Family serves as the emotional cornerstone of this journey. You must protect your love ones from as many of the adverse effects as possible. If you have a spouse or children, do not disclose the details of the charges until you have spoken with your lawyer. If you believe you will be arrested immediately, get out of the house so your children or spouse are not subjected to seeing you arrested. Contact your lawyer to get the name and number of a bondsman that won’t screw you over. Then get down there and hire your lawyer (if you have not already) and the bondsman and then go post the bond and surrender yourself with the assistance of your bondsman. Communicate to your spouse and children that everything will be alright and that you are going to hire the best lawyer you can and fight these charges to the very end. Consistently reassure your family that you will get through this. Constantly work to strengthen the family ties and bonds. Even the strongest marriage and family is tested during these cases. Keep working on the health of these relationships.
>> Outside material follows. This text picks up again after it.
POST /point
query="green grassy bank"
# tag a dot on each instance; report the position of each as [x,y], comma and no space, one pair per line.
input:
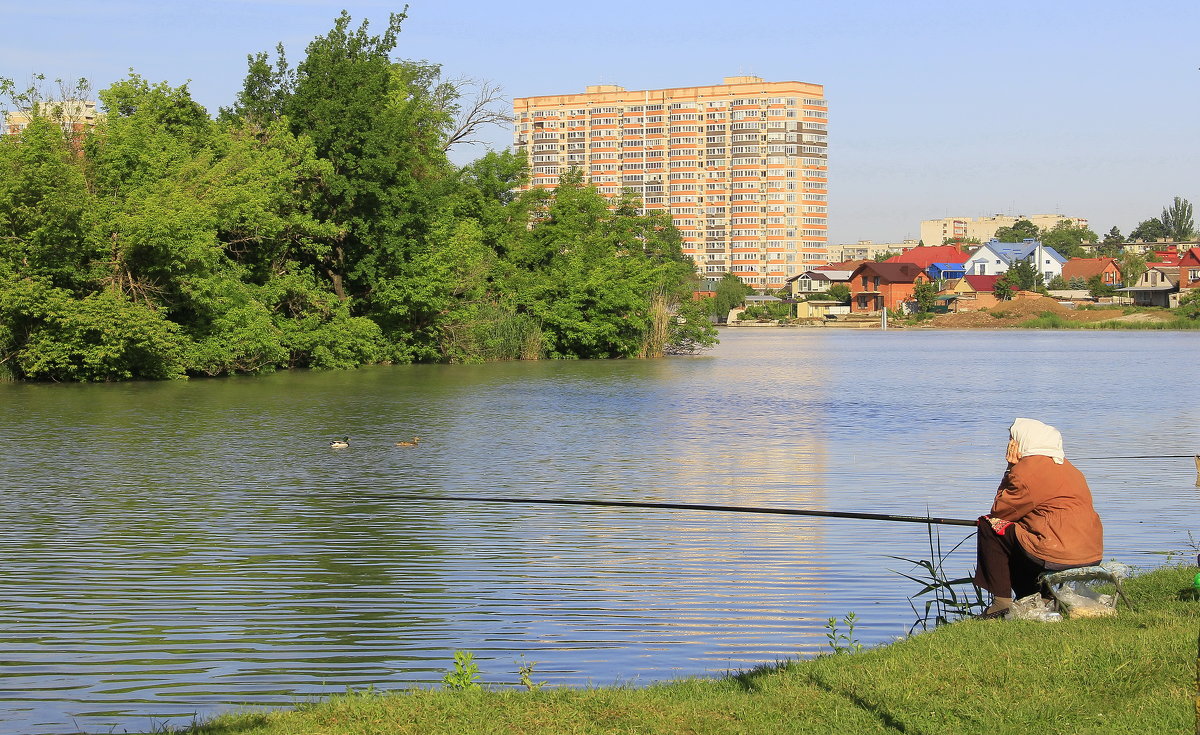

- Try to Remain Calm. This is probably the most difficult of the three tips. Unfortunately, I can’t tell you how exactly you should achieve a sense of calm during these events. The initial charge, arrest, or allegation should be as scary as hell and strike the fear of God into every part of your being. However, panic or fear can be one of your greatest enemies when the case first starts.
Fear and panic can drive decisions based upon emotion and not reason. They routinely cause people to hire the first lawyer that answers the phone or that they meet with. The client erroneously feels they have just got to have a lawyer, any lawyer right now. The emotional decision making process can cause people to talk to police or family or friends, even when they know they shouldn’t. Calm and deliberate decision-making based upon due diligence, reason, and logic gives you the best chance to avoid any one of the potential disasters you may face when emotional and reactive decision-making is the alternative. Emotional decisions produce poor judgment which produce bad results.
You cannot fix this problem, so quit trying to fix it yourself. Create a list or checklist of what to do and what not to do. Then make plans to interview 1-3 attorneys that devote their practice to sex crimes in the next 24-72 hours, create a financial inventory and financial access plan, create a list of all witnesses and evidence that is/are favorable to you and a plan to safeguard it, develop a childcare plan if necessary, take a look at your employer’s leave policies and HR policies, and finally draft a short one to two sentence statement that you will tell your friends and family when they ask about the case. Anything you write, draft, or prepare in anticipation of litigation or for your attorney or defense of the case, write the words “Attorney Work Product.” This may provide some degree of protection in case the items are seized by law enforcement.
Hopefully, these quick tips have given you a few ideas that will help to educate and empower you on this difficult journey you are now taking.